What do clients really want? Probably the all time favourite topic for financial service providers. Just like any consumer-focused industry, the financial advice industry can benefit from better understanding client needs and wants.
To this end, segmentation of your client list or more aptly, segmenting the clients you want to acquire, can be used in a way to differentiate some clients from others resulting in increased efficiency, adding value to your client service and ultimately increasing both client retention and client referral rates. Below is an example of a client segmentation strategy as outlined by AIA Australia.
According to AIA Australia, insurance advice seekers are divided into three different groups with distinct needs:
1) Value Seekers - Value Seekers represent the most clients.
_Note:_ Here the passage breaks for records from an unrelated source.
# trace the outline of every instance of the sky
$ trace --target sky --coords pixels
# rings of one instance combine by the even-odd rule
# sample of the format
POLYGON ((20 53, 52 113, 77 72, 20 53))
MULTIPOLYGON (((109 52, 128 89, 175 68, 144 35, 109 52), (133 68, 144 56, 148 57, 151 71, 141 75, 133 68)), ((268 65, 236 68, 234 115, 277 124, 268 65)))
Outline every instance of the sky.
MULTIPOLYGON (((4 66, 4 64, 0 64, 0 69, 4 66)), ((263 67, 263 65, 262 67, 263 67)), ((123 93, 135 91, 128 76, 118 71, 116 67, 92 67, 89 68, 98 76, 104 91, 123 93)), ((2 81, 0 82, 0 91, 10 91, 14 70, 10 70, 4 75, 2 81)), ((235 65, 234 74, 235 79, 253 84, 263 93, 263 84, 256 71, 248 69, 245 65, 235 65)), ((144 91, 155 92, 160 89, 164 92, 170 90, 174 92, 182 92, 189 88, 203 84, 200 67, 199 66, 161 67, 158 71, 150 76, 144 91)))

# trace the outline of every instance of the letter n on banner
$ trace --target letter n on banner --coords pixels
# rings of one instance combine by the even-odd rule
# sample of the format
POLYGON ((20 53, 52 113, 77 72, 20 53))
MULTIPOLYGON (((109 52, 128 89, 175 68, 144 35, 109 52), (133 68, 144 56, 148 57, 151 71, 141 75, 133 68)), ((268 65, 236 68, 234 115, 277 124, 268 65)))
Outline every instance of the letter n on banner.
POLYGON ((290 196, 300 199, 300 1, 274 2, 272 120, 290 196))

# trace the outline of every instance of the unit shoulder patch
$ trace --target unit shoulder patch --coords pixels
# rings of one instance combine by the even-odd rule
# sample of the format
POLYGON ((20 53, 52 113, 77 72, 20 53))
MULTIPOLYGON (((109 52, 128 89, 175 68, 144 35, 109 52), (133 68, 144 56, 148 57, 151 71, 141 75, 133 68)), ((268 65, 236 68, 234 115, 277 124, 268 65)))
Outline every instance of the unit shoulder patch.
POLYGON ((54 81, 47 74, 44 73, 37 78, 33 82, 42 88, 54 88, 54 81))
They expect the service they receive from financial advisers to outweigh the fees they pay. Additionally, they require high quality communications from advisers to amplify their value perception.
- 2) Personalised Advice Seekers - Personalised Advice Seekers are a smaller group, who are after advice that is specifically tailored to their needs.
3) Purists - Purists are the smallest group of all three. They want tailored advice, which also needs to be independent and ethical.
Meeting the needs of these three different types of clients provides numerous benefits. Client loyalty can increase, customers will be more likely to recommend their advisers to others and advisers can produce more tangible outcomes. An increase in revenue is most likely to occur when advisers meet the needs of Value Seekers and Purists.
How to correctly segment the clients can be a challenge. Obviously, through conversations with clients, advisers are able to get a feel for the type of client a particular individual may be. Even if you have no segmentation strategy in place you probably do some sort of segmenting of your clients subconsciously already! As always, including such things definitively in your processes can assist with benchmarking and in providing a smooth and efficient level of service to your clients, wherever they may fit. These processes can be embedded across your planning practice, so whilst your para-planners or other office managers may not know your customers as intimately as you do, they can at least get a grasp of what type of person they are from an advice point of view.
Gaining a better understanding of your clients is the name of the game. If you haven’t already considered it, moving away from a “one size fits all” strategy and taking a look at segmenting your clients needs may help to avoid missing out on delivering what really matters most to them.